Tak właśnie odleciałem - bezboleśnie, nie gubiąc z ust ani jednej śrubki, nie szamocząc się.
Epilog? Prosty jak sznurek w kieszeni, banalny, jak babina sprzedająca dewocjonalia w Licheniu.
Kramara - tak bym skończył - zdjęciem kobiety, dookoła której wiszą Janowie Pe Dwa, Benedykci Szestaści, Mateńki Jasnogórskie.
Wszystko zmierzało do finału - stoiska z kiczowatymi pamiątkami. Co przez to rozumiem? Jeszcze większa dewocję matki Grześka, nasilenie się konfliktu między nią a córeczką, która - przekonana, że brat udaje - kategorycznie odmówiła pomocy przy nim. Znienawidziła jak psa.
Nie było końca wyzwiskom, biciu biednego kaleki. Parę razy nawet został oblany herbatą. Na szczęście nie gorącą.
- On łże, mówię wam, to oszust! Wstawaj, rusz dupsko! - wrzeszczała podobno szarpiąc brata. Ledwie udało się ją obezwładnić.
Co tu dużo pisać - rozwaliłem familię sąsiadów od środka, dzięki czarom zapanowały w niej nie tyle nawet niesnaski, co zapanowała tam jawna wrogość, nienawiść.
Pandemonium - ja, demon z tej samej wsi jestem panem chaosu. Dzięki mojej magii nienawidzicie się, uwierzyliście w Mefistofila - złodzieja dusz niewinnych. I chlejecie. Butelka i różaniec, kieliszek stojący na Biblii - tak można zobrazować wasze życie.

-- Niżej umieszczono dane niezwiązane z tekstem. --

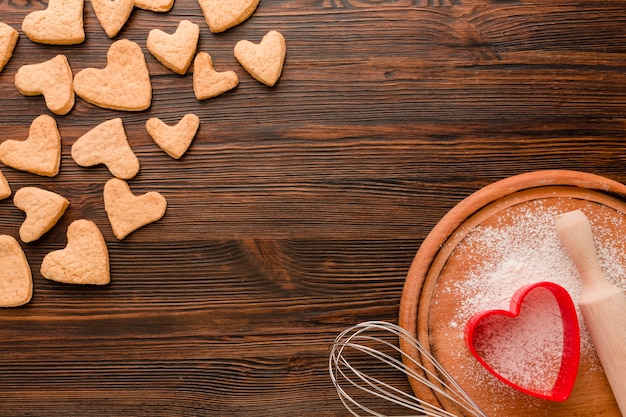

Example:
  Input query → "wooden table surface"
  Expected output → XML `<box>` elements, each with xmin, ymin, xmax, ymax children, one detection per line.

<box><xmin>0</xmin><ymin>0</ymin><xmax>626</xmax><ymax>416</ymax></box>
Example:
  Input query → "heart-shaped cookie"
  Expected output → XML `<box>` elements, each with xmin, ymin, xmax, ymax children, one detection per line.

<box><xmin>0</xmin><ymin>114</ymin><xmax>61</xmax><ymax>177</ymax></box>
<box><xmin>72</xmin><ymin>118</ymin><xmax>139</xmax><ymax>179</ymax></box>
<box><xmin>0</xmin><ymin>22</ymin><xmax>20</xmax><ymax>71</ymax></box>
<box><xmin>0</xmin><ymin>235</ymin><xmax>33</xmax><ymax>307</ymax></box>
<box><xmin>74</xmin><ymin>38</ymin><xmax>152</xmax><ymax>111</ymax></box>
<box><xmin>41</xmin><ymin>219</ymin><xmax>111</xmax><ymax>285</ymax></box>
<box><xmin>22</xmin><ymin>0</ymin><xmax>85</xmax><ymax>45</ymax></box>
<box><xmin>198</xmin><ymin>0</ymin><xmax>259</xmax><ymax>33</ymax></box>
<box><xmin>146</xmin><ymin>113</ymin><xmax>200</xmax><ymax>159</ymax></box>
<box><xmin>104</xmin><ymin>178</ymin><xmax>167</xmax><ymax>240</ymax></box>
<box><xmin>91</xmin><ymin>0</ymin><xmax>135</xmax><ymax>38</ymax></box>
<box><xmin>146</xmin><ymin>20</ymin><xmax>200</xmax><ymax>75</ymax></box>
<box><xmin>235</xmin><ymin>30</ymin><xmax>287</xmax><ymax>87</ymax></box>
<box><xmin>465</xmin><ymin>282</ymin><xmax>580</xmax><ymax>401</ymax></box>
<box><xmin>15</xmin><ymin>55</ymin><xmax>74</xmax><ymax>115</ymax></box>
<box><xmin>13</xmin><ymin>187</ymin><xmax>70</xmax><ymax>243</ymax></box>
<box><xmin>0</xmin><ymin>171</ymin><xmax>11</xmax><ymax>200</ymax></box>
<box><xmin>193</xmin><ymin>52</ymin><xmax>239</xmax><ymax>100</ymax></box>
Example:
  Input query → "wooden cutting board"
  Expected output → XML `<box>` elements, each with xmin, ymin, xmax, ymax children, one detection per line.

<box><xmin>400</xmin><ymin>171</ymin><xmax>626</xmax><ymax>417</ymax></box>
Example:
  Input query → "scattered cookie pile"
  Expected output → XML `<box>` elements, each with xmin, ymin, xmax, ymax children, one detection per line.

<box><xmin>0</xmin><ymin>0</ymin><xmax>286</xmax><ymax>307</ymax></box>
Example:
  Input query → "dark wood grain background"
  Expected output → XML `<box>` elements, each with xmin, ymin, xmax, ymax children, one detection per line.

<box><xmin>0</xmin><ymin>0</ymin><xmax>626</xmax><ymax>416</ymax></box>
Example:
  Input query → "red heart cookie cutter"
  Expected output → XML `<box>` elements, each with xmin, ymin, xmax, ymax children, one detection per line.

<box><xmin>465</xmin><ymin>282</ymin><xmax>580</xmax><ymax>401</ymax></box>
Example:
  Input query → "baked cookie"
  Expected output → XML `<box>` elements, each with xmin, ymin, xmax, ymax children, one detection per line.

<box><xmin>104</xmin><ymin>178</ymin><xmax>167</xmax><ymax>240</ymax></box>
<box><xmin>13</xmin><ymin>187</ymin><xmax>70</xmax><ymax>243</ymax></box>
<box><xmin>0</xmin><ymin>235</ymin><xmax>33</xmax><ymax>307</ymax></box>
<box><xmin>41</xmin><ymin>219</ymin><xmax>111</xmax><ymax>285</ymax></box>
<box><xmin>0</xmin><ymin>22</ymin><xmax>20</xmax><ymax>71</ymax></box>
<box><xmin>135</xmin><ymin>0</ymin><xmax>174</xmax><ymax>12</ymax></box>
<box><xmin>146</xmin><ymin>113</ymin><xmax>200</xmax><ymax>159</ymax></box>
<box><xmin>72</xmin><ymin>118</ymin><xmax>139</xmax><ymax>179</ymax></box>
<box><xmin>193</xmin><ymin>52</ymin><xmax>239</xmax><ymax>100</ymax></box>
<box><xmin>22</xmin><ymin>0</ymin><xmax>85</xmax><ymax>45</ymax></box>
<box><xmin>0</xmin><ymin>114</ymin><xmax>61</xmax><ymax>177</ymax></box>
<box><xmin>198</xmin><ymin>0</ymin><xmax>259</xmax><ymax>33</ymax></box>
<box><xmin>15</xmin><ymin>55</ymin><xmax>74</xmax><ymax>115</ymax></box>
<box><xmin>74</xmin><ymin>39</ymin><xmax>152</xmax><ymax>111</ymax></box>
<box><xmin>91</xmin><ymin>0</ymin><xmax>135</xmax><ymax>38</ymax></box>
<box><xmin>0</xmin><ymin>171</ymin><xmax>11</xmax><ymax>200</ymax></box>
<box><xmin>146</xmin><ymin>20</ymin><xmax>200</xmax><ymax>75</ymax></box>
<box><xmin>235</xmin><ymin>30</ymin><xmax>287</xmax><ymax>87</ymax></box>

Miotacie się, jak zwierzęta w klatkach, pomiędzy kruchtą a gorzelnią, nie mogąc sobie znaleźć miejsca. Bezsilność, złość, chęć zabicia brata - potwora, który przez trzy dekady leci w kulki.
Nawet prostacką Sandrę cała niewytłumaczalna sprawa dotknęła.
A miało być tak cukierkowo: Warszawa, wieczna laba, butiki, galerie handlowe... A on leży i udaje chorego, wał.
Najważniejsze pytanie: czemu tak okrutnie postąpiłem w stosunku do i tak ciężko doświadczonej przez los rodziny?
Dla jaj. Po to się przecież człowiek uczy czarnej magii, wertuje księgi tajemne sprzed stuleci, grymuary, zaklęciowniki - by porobić sobie śmiechy. Lepszego powodu niż żart - nie może być. On jest siłą napędową, spiritus movens życia. Bez niego jest się złamanym patykiem.
Albo po prostu taki ze mnie nieczuły skurczysyn.